At least 12,000 people in the New York City area are living in unheated, Sandy-damaged homes, despite the respiratory and cardiovascular risks associated with doing so, and the risks extend to those assisting the recovery efforts. Employees of a company hired to clean mold from Sandy-damaged NYCHA buildings aren't given the proper safety equipment to do their jobs. The Daily News reports that Belchor is hiring day laborers off the street and giving them only paper masks to protect themselves from the hazardous fumes, when OSHA requires full-body suits and masks with respirators.
“We have to move all the slime and the sludge that was stinking, and all we had was (paper) masks," one worker at the Ocean Bay Houses in the Rockaways said. "They said it was sufficient. They never trained us on this." Another worker said, "We felt like coal miners down there."
The chemical used to remove and disinfect the mold, called Microban, "burns your throat and your eyes" after long periods of exposure, according to those who have worked with it. OSHA inspected 2,215 work sites by Friday and noted that one in three were working in hazardous conditions. An OSHA spokesman said that Belchor was "addressing" the issues, and a NYCHA spokeswoman called Belchor "experienced" and expressed confidence in their ability to provide a safe environment for their workers, who are getting paid $28 an hour.

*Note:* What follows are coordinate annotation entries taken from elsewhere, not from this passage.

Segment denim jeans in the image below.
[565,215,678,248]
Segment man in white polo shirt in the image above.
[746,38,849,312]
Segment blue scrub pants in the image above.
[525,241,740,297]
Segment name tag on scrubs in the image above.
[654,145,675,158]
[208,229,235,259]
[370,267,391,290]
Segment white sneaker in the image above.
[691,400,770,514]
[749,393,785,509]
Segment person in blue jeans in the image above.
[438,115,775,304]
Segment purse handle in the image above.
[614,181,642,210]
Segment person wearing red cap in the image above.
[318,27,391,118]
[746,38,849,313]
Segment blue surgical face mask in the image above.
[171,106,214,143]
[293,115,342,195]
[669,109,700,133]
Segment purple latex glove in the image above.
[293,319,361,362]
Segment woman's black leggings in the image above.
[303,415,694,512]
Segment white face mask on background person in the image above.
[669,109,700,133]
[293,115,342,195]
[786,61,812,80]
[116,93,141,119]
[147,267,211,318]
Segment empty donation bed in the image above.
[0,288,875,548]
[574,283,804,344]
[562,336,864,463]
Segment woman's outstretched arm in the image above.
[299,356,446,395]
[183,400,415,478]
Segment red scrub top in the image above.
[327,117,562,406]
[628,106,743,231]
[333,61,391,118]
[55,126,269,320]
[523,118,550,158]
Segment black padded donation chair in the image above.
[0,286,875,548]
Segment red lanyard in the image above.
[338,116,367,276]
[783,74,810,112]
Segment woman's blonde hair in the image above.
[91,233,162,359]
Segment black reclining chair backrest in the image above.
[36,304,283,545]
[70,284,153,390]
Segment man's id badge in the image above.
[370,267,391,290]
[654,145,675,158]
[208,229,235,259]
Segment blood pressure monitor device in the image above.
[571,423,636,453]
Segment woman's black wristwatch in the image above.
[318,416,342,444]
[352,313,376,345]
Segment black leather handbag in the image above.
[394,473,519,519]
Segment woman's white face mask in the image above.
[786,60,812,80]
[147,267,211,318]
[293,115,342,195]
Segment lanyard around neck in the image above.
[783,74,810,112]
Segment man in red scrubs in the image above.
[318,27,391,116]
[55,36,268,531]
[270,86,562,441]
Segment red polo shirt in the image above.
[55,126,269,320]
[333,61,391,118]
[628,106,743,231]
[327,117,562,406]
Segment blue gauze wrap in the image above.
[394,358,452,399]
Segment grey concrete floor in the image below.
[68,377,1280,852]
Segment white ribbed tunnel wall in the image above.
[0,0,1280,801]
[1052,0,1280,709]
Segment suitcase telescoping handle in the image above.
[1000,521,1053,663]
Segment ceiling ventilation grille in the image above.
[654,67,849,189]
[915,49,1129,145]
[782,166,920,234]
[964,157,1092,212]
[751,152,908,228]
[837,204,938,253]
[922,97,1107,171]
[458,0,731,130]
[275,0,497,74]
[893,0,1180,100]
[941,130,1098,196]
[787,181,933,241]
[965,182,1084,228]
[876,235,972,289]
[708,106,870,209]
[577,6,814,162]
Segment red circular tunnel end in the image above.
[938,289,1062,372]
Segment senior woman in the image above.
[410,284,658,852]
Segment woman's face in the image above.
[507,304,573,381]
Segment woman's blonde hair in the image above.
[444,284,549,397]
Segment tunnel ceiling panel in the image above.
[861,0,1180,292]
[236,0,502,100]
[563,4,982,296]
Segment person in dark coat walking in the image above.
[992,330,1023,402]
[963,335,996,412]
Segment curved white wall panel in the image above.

The DOH notes [PDF] that living in frigid, damp homes "increase[s] the risk of heart attacks and stroke," and the number of people seeking treatment in emergency rooms for respiratory issues is double what it was last November. The AP spoke with 57-year-old John Frawley, who has been living in his powerless, freezing home in the Rockaways because all the hotels are booked and he'd rather not seek out a shelter. "I've been coughing like crazy…I can't stay here much longer."